Le mage et les anciennes m’abreuvaient d’informations au compte-gouttes depuis toujours. J’avais espéré que mon nouveau statut de grande prêtresse d’Avalon changerait cet état de fait. 
— Je veux simplement te faire comprendre que ta connaissance étendue de l’histoire de ta tradition t’aidera grandement dans cette quête. Tu l’as déjà prouvé.
— Je ne comprends pas…
J’étais vraiment perdue, et ne cachai point mon désappointement.
— Merlin t’enjoint simplement à suivre tes intuitions ainsi que ton cœur, comme tu l’as toujours fait. Va en paix, ma fille. Awen.
 
Je sifflai devant la sortie de la chaumière des grandes prêtresses, et Hermès se posa sur mon épaule.
— Nous partirons demain matin, mon ami. Mais crois-tu que nous retrouverons Kai durant le long voyage qui sera le nôtre ?
Mon ami à plumes croassa longuement.
— C’est donc bien ce que je pensais : Kai n’est pas mort selon toi.
Je me dirigeai d’un pas lent vers ma hutte pendant que mon ami croassait de plus belle.
— Je sais… Tu m’as fait comprendre une centaine de fois que je le retrouverai. Pardonne mes faiblesses, mon ami.
Je priai de toutes mes forces de ne croiser le chemin de personne. L’absence de cape sur mes épaules découvrait mon visage ravagé par la tristesse, et je désirais à tout prix éviter la pitié dans les yeux de mes sœurs d’initiation. Toutes avaient appris la triste nouvelle, et chacune m’offrait régulièrement des fleurs et des fruits afin que « s’allège ma peine suite au trépas de mon époux rituel ». Même Deirdre avait fait preuve d’une feinte compassion en me donnant un petit livre qui m’aiderait grandement dans ma quête, avait-elle dit. C’était une Bible. En me souvenant des paroles de Kai à propos de la religion du dieu unique, je fus curieuse et ouvris une page au hasard, mais j’étais incapable de déchiffrer les mots latins, et je savais que la peste ne le comprenait pas non plus. Elle ne fut point surprise lorsque je lui rendis son offrande. Mais elle me répondit de la garder avec moi, car lorsque les chrétiens me brûleraient vive, ce livre m’ouvrirait les portes du paradis. Peut-être se sentait-elle coupable de m’avoir tant accablée ? Je plaçai tout de même la Bible dans ma sacoche de voyage malgré mes premières réticences.
La chaleur s’était enfin installée sur l’île, et les jeunes prêtresses se réjouissaient du rituel à venir, Tantad, le solstice d’été, car les chants et les danses autour des feux accompagnent l’obscurité jusqu’au petit matin.

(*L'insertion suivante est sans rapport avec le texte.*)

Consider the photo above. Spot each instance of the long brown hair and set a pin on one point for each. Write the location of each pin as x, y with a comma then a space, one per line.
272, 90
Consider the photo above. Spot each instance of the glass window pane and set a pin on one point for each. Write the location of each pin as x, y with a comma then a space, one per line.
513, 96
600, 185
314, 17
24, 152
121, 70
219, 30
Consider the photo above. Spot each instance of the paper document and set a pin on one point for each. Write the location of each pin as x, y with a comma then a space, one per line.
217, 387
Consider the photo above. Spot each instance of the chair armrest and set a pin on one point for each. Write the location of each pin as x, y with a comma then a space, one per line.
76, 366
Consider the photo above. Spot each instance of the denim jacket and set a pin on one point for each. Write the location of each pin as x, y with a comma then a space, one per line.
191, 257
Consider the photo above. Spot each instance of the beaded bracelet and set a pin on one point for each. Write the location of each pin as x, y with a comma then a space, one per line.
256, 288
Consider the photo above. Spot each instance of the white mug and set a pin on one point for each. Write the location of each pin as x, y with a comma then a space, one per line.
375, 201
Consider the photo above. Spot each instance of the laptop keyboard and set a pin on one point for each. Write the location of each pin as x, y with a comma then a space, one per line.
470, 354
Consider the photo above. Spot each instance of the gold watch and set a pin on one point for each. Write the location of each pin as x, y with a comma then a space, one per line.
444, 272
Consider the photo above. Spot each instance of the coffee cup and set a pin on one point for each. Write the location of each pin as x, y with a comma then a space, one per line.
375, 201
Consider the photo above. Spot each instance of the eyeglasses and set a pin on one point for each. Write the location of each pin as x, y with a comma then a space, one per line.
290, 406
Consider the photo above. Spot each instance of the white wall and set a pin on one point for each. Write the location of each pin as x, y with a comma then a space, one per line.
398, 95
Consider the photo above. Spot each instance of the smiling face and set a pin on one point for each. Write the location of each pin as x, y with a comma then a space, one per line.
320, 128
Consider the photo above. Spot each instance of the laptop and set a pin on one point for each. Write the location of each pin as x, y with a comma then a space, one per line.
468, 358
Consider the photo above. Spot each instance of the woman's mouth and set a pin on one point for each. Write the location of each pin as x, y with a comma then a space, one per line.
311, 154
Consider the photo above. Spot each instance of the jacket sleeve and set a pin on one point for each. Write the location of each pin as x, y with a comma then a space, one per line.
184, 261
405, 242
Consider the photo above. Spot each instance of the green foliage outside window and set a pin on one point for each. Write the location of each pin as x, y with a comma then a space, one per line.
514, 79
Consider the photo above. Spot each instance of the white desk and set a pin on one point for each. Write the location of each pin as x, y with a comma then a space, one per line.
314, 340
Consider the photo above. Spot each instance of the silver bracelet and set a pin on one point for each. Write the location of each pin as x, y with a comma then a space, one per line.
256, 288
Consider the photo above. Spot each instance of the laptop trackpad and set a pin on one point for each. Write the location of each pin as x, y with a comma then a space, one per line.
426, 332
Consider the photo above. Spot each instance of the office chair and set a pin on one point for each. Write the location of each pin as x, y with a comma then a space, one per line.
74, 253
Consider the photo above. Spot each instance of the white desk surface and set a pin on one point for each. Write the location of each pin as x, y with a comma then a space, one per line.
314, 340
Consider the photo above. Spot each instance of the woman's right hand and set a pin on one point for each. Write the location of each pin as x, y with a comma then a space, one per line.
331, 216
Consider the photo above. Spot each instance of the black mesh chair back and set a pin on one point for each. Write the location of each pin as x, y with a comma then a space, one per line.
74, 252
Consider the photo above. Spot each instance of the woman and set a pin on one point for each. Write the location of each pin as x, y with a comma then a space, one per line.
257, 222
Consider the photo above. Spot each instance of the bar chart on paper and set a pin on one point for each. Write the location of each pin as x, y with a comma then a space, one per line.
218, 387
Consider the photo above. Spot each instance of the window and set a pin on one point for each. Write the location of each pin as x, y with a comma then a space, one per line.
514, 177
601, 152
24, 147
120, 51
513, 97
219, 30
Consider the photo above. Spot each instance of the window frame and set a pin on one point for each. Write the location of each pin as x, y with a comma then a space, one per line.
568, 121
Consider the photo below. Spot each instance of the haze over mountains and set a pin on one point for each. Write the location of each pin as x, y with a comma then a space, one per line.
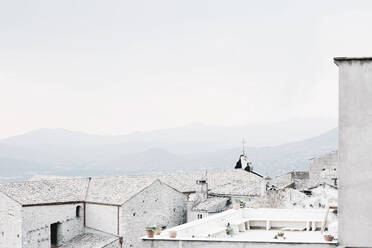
272, 148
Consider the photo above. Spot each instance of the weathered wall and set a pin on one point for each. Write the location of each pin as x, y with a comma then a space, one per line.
10, 223
37, 221
157, 204
323, 168
355, 153
102, 217
226, 244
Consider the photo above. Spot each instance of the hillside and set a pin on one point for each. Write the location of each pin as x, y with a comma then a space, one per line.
62, 152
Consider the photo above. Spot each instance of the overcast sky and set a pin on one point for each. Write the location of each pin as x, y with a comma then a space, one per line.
111, 67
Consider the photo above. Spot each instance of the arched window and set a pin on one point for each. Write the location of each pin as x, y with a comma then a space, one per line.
78, 209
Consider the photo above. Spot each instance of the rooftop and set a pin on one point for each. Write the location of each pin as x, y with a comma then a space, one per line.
91, 239
116, 190
46, 192
257, 225
212, 205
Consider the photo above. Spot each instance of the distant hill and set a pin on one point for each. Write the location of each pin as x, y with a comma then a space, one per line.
62, 152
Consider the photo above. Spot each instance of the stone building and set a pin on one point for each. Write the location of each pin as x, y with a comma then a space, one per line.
219, 190
355, 156
294, 180
97, 212
323, 169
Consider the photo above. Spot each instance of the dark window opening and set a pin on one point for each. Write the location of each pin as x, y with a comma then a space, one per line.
78, 209
54, 234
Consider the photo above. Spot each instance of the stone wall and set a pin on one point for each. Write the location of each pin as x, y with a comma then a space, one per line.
355, 152
157, 204
10, 223
37, 220
323, 169
102, 217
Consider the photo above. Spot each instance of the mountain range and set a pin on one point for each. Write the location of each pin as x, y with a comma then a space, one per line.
193, 147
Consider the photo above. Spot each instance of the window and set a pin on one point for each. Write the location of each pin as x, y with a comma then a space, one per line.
54, 234
78, 210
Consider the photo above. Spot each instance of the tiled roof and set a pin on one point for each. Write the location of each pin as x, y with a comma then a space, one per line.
212, 205
91, 240
46, 191
116, 189
220, 182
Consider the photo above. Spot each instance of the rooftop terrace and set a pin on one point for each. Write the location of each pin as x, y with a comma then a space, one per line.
299, 226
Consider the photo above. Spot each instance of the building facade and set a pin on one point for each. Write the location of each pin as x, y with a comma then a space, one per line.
323, 169
355, 156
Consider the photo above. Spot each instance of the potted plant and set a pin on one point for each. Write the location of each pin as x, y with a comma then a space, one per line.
158, 230
328, 237
229, 230
150, 230
236, 205
279, 235
172, 234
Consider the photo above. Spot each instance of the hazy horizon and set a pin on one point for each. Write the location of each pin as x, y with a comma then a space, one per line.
116, 67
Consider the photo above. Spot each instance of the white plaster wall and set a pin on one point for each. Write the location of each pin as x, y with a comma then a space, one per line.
226, 244
355, 153
37, 221
323, 168
102, 217
193, 215
157, 203
10, 223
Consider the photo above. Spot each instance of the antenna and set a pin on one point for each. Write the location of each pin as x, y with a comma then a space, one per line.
243, 143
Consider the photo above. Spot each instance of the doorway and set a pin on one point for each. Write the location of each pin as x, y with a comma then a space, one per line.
54, 234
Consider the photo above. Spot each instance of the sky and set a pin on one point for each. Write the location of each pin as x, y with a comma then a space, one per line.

La plaine de Tara se parait peu à peu de feux de joie en l’honneur de notre père soleil. Mais j’avais perdu toute félicité et motivation après la disparition de Kai et de notre enfant, quelques semaines auparavant. Les anciennes, devenues désormais mes consœurs, me laissaient remplir mes journées à ma guise. J’avais enfin une raison valable pour ne plus dispenser mes leçons sur les plantes et les cristaux, et je passai mon temps à pleurer dans les bois sacrés. Adossée contre l’arbre d’où Kai me fixait pendant que j’exécutais mes enchaînements, je me remémorais les moments passés avec le guerrier au linceul. Je revivais chaque instant en détail, depuis notre rencontre, et parfois je souriais ou riais aux éclats. C’était ma manière de le garder vivant.
Un jour, Jian m’avait surprise recroquevillée, au pied de l’arbre, et il m’avait tendu mon épée, dans un silence solennel. Puis, il m’avait enjointe à poursuivre mon enseignement, car c’était, soi-disant, le souhait de Kai. Ce fut la seule fois que le capitaine des cavaliers noirs prononça le nom de mon aimé. J’avais suivi son conseil et passais de longues heures à manier mon fer en sa compagnie. Jian était plus taciturne que son seigneur et maître, et je croyais que sa froideur cachait une absence d’émotion liée à la disparition de son ami. Mais je l’avais surpris, un jour, en train de sangloter lorsqu’il m’attendait dans les bois sacrés, et ses larmes s’étaient taries lorsqu’il avait entendu mes pas. Nous partagions la même tristesse, et pourtant sa bouche demeurait close. Je mourais d’envie de le questionner sur son seigneur, mais je sentais que le jeune guerrier souffrait selon les lois dictées par sa coutume. En silence, et muni de ce masque d’impassibilité qui le caractérisait tant. Et chaque jour, je reprenais le chemin des bois sacrés en compagnie d’Hermès. Mes mouvements maladroits au départ, s’étaient mués en véritables réflexes, et j’oubliais temporairement le mal qui me rongeait.
— Hérodias !
Ma meilleure amie m’appelait depuis mon habitation, et je pressai le pas.
— Lena, viens avec moi.
— Mais où ?
— J’ai besoin d’eau.
Je dépassai ma hutte sous les yeux inquisiteurs de la jeune femme. L’odeur familière de lavande flottait dans l’air.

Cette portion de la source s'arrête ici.